Video games are considered by many to be just entertainment-essentially void of skillful, artistic intervention. But as any gamer knows, there's incredible technical and graphic talent behind even a flickering Gameboy screen.
You may have never heard Shigeru Miyamoto's name, but you've probably spent many a lazy afternoon absorbed in his work. Joining Nintendo as a video game designer in the late 1970s, Miyamoto created the powerhouse franchises Super Mario Bros., The Legend of Zelda, and Donkey Kong-games so ubiquitous that Miyamoto was named one of TIME's 100 Most Influential People in 2007.
Combining critical essays with interviews, bibliographies, and striking visuals, Shigeru Miyamoto unveils the artist behind thousands of glowing gaming screens, tracing out his design decisions, aesthetic preferences, and the material conditions that shaped his work. With this incredible (and incredibly unknown) figure, series editors Jennifer DeWinter and Carly Kocurek launch the Influential Video Game Designers series, at last giving these artists the recognition they deserve.

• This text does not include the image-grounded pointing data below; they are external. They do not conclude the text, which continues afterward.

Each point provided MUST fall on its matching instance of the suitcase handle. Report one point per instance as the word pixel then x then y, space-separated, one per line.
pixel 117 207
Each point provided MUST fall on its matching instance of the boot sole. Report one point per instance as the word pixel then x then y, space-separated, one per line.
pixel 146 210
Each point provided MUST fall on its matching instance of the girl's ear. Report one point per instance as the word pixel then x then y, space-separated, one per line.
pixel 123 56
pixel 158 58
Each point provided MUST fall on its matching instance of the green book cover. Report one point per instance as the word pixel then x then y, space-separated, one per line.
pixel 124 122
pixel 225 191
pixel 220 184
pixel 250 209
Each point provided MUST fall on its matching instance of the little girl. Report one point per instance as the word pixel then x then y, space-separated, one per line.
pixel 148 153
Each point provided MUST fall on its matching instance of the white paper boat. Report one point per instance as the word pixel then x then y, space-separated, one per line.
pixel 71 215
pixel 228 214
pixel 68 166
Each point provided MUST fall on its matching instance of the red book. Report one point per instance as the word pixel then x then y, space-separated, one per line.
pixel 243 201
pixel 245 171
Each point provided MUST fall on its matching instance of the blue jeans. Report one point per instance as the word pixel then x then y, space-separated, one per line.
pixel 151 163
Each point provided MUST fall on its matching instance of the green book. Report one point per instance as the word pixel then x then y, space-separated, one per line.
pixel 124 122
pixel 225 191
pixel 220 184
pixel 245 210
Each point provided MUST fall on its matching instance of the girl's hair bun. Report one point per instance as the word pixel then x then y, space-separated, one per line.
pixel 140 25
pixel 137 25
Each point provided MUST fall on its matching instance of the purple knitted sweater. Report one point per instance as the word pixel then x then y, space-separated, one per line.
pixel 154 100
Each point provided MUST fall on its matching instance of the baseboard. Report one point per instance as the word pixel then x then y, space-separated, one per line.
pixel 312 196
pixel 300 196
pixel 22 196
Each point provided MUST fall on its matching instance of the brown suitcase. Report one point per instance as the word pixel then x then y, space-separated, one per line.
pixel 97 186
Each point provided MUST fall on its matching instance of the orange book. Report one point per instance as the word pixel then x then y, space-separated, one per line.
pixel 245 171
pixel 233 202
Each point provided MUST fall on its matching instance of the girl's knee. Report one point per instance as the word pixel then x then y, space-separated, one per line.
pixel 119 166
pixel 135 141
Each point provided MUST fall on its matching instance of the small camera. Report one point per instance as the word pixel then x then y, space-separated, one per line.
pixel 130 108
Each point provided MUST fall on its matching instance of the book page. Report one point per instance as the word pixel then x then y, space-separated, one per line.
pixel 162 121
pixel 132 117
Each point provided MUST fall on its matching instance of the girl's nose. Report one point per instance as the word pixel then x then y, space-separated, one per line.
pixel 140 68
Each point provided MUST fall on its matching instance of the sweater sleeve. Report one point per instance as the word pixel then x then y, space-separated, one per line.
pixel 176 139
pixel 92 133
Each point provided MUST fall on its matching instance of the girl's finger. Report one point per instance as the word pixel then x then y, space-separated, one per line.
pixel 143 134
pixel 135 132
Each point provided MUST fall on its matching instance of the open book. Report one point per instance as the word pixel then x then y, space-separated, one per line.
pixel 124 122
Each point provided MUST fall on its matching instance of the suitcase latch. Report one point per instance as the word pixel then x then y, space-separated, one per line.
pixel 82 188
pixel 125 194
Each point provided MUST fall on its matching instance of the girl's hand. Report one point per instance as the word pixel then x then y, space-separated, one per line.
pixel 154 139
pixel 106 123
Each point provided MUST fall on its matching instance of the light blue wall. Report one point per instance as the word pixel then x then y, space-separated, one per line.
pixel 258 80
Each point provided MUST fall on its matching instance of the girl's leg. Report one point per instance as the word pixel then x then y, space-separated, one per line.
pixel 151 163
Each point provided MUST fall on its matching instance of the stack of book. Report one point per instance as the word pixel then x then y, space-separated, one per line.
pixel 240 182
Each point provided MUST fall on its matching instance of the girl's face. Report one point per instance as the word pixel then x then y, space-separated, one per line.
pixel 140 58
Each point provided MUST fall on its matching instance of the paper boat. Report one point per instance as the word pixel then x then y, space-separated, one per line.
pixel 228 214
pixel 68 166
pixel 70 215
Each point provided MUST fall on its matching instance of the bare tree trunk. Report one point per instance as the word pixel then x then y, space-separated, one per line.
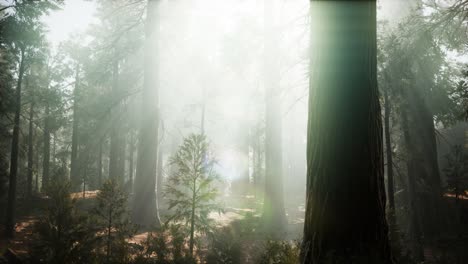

Jennifer deWinter is Assistant Professor of Rhetoric and Interactive Media and Game Development at Worcester Polytechnic Institute, US, where she researches computer production and global circulation. deWinter is particularly interested in the cross media vampirism of entertainment media, with a focus on computer games and Japan. She is currently co-editing a book on the intersection of technical communication and games and is working with Steven Conway on a book about video game policy.